By the middle of the 19th century, Achikunda slave armies emerged that would capture, kidnap and sell human beings as slaves for export. This period saw a period of Scramble for Africa in Mozambique, with Portugal sending in more military might to assert its powers, funding this by increased local taxation and forced labor called Chibalo. This triggered further violence against the Portuguese. Starting with 1884, the people staged a series of violent rebellions against the Portuguese. In 1897, the Portuguese attempted to collect an annual and steep "hut tax" from Africans, along with conscription of 2,000 African males for work, which the Sena people along with Tonga and Cambuenda peoples violently opposed. The Portuguese officials responded with military might, arrests and forced transfers of the local people into South African mines and South Rhodesian plantations between 1900 and about 1960, when a nationwide FRELIMO resistance congealed to overthrow the Portuguese rule and gain independence.

Mozambique gained independence in 1975, and the Sena people participated in the struggle for independence. Post-independence the ethnic groups failed to agree on constitution and laws for self-rule, expansion of its goal to liberate other parts of southern Africa where same ethnic group was under oppression such as Rhodesia (later Zimbabwe), and they were a party to and suffered the wars such as with Rhodesia and then during a civil war between RENAMO and FRELIMO.

==Society and culture==
Sena people have been geographically distributed in a hot humid region. The heat means they traditionally wore few clothes, the women were bare-breasted and wore nsalu or chitenje cloth, which is a wrap around. Showing bare legs has been culturally considered as immodest, and both men and women try to keep it covered.
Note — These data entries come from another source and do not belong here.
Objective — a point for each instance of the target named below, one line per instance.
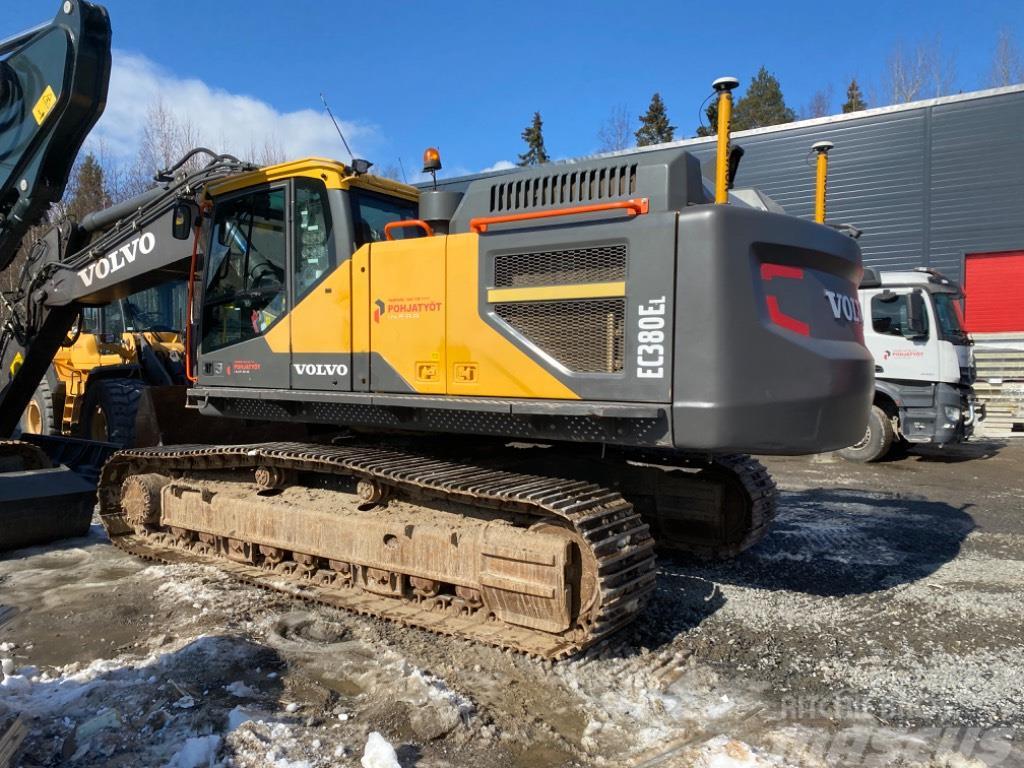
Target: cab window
(891, 314)
(245, 280)
(372, 212)
(314, 253)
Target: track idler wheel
(140, 500)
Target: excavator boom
(52, 90)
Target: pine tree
(762, 104)
(854, 98)
(654, 128)
(89, 189)
(534, 136)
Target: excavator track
(558, 563)
(710, 507)
(715, 513)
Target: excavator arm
(52, 90)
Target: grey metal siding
(977, 189)
(926, 184)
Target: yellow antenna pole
(723, 86)
(821, 147)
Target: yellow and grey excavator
(512, 394)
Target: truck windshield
(949, 312)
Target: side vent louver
(597, 264)
(586, 336)
(568, 187)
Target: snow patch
(198, 752)
(379, 753)
(240, 689)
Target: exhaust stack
(723, 86)
(821, 147)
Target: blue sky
(467, 76)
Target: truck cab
(924, 363)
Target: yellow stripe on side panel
(480, 360)
(551, 293)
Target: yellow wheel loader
(514, 394)
(95, 385)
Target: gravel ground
(879, 624)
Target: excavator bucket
(47, 488)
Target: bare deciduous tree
(617, 131)
(922, 72)
(820, 104)
(1008, 69)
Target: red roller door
(994, 288)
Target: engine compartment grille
(586, 185)
(598, 264)
(584, 335)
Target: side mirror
(916, 315)
(735, 155)
(181, 226)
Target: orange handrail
(406, 223)
(632, 207)
(190, 374)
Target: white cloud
(227, 122)
(501, 165)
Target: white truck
(924, 363)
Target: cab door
(245, 337)
(408, 308)
(322, 294)
(901, 335)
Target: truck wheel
(109, 411)
(877, 441)
(40, 415)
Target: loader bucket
(47, 488)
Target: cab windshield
(949, 313)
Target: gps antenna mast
(351, 158)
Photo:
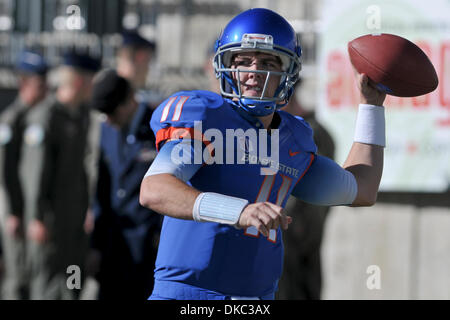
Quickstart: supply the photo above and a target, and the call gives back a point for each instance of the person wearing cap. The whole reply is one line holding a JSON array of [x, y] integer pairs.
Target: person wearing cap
[[134, 57], [31, 69], [58, 162], [125, 233]]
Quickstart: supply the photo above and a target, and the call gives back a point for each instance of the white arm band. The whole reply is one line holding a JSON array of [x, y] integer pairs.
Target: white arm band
[[370, 125], [216, 207]]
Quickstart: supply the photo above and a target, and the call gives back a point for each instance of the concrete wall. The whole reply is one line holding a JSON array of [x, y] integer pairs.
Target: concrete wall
[[410, 245]]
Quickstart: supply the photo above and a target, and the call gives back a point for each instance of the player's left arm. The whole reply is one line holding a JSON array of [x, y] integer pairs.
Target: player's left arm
[[356, 182], [365, 159]]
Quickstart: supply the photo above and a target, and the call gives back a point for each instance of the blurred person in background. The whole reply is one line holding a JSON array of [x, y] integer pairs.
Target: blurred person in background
[[302, 276], [125, 234], [58, 163], [32, 89]]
During community dances, such as the Nyau dance, however, they wear very little clothing.

Sena people converted to Catholicism in bulk during the colonial era under the influence of Portuguese Christian missionaries, but some of the Sena people of Mozambique have held on to traditional beliefs in polygamy, child marriage and tribal religious practices. Their occupations have included farming, fishing and migrant labor. The Churches operating among the Sena people use an Africanized version of the Bible, and they ignore other versions. The version of Bible used by the Sena people, states Rhodian G. Munyenyembe, is the Buku Lopatulika, an old Chichewa version of the Bible. Traditionally, death rituals have been burials. Similar to neighboring ethnic groups in Mozambique, wedding among Sena people of river valley regions required a brideprice called lobolo which was a payment made to the family of the bride to compensate them for the loss of her work output in her birth home.